Unknown gunmen killed six farmers near Tanzania’s southern border with Mozambique, a senior police official said, amid concerns over Islamist militants in a poor region where foreign companies are developing gas deposits.
The ambush on Tuesday, on an island in Ruvuma River the border between the two countries, is the latest in a spate of execution-style attacks in the area since 2017 that have so far killed more than 100 people.
The gas deposits are in the northern Mozambican province Cabo Delgado and researchers found the militants based there and launch attacks on both sides of the border are linked to Islamist groups in Tanzania, Somalia, Kenya and the Great Lakes region, where some received training.
“A group of armed men is believed to have entered the country from Mozambique, ambushed the farmers, rounded them up and shot them,” Tanzania’s director of criminal investigations (DCI), Robert Boaz, told journalists.
Seven people were injured and hospitalised and Tanzanian security forces are searching for the attackers, he said.
In June, gunmen from an Islamist militant armed group in Cabo Delgado killed 11 people in northern Mozambique near the border with Tanzania.

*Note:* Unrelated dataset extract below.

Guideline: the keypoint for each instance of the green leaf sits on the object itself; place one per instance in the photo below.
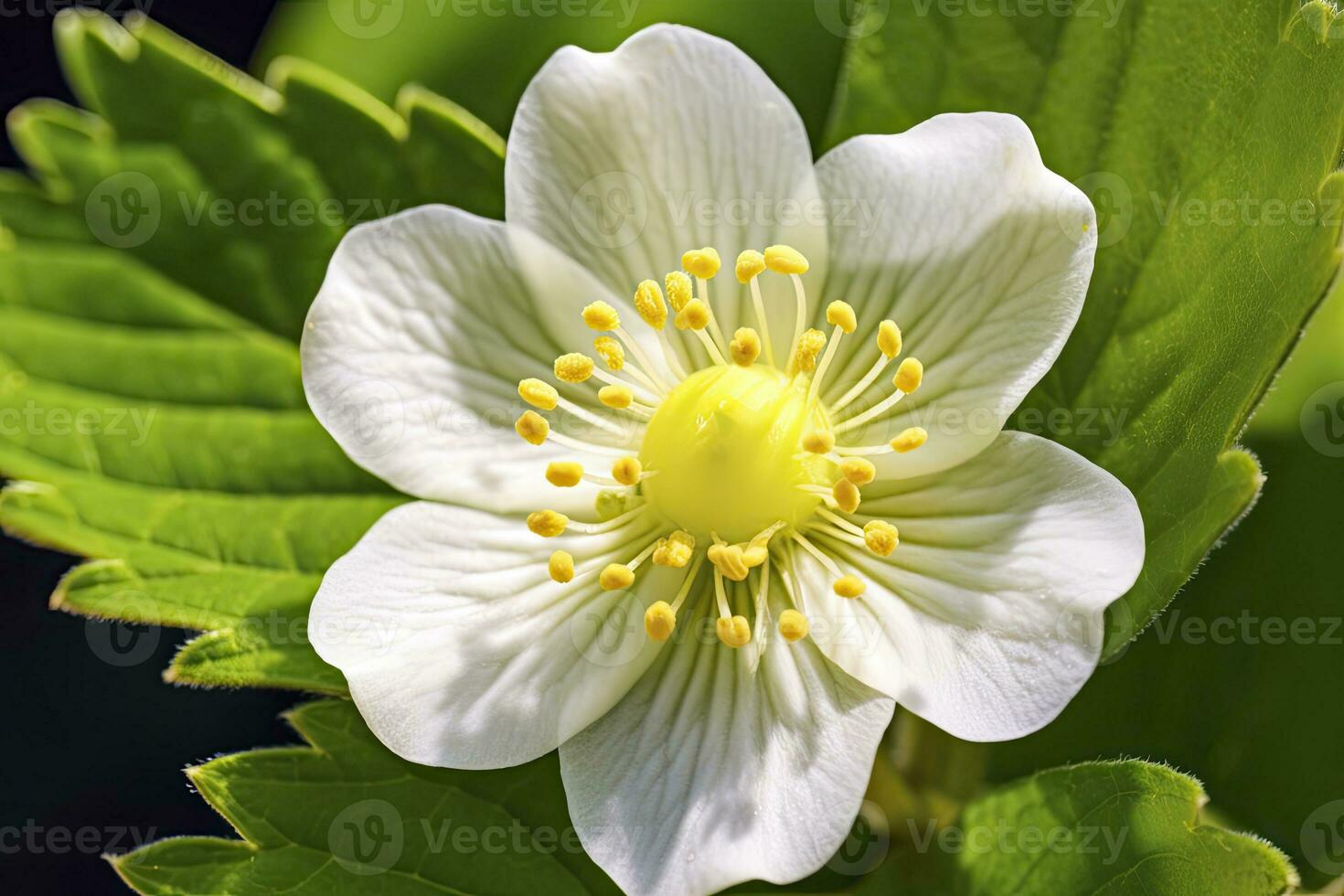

Impoverished Cabo Delgado, surrounded by dense forests and isolated villages, houses a number of multinational companies developing one of the biggest offshore gas finds in a decade – estimated to be worth at least $30 billion.
The attacks mostly targeted civilians and government buildings. In February US energy giant Anadarko said a worker was killed and others injured in two attacks near the construction site for its massive liquefied natural gas (LNG) project.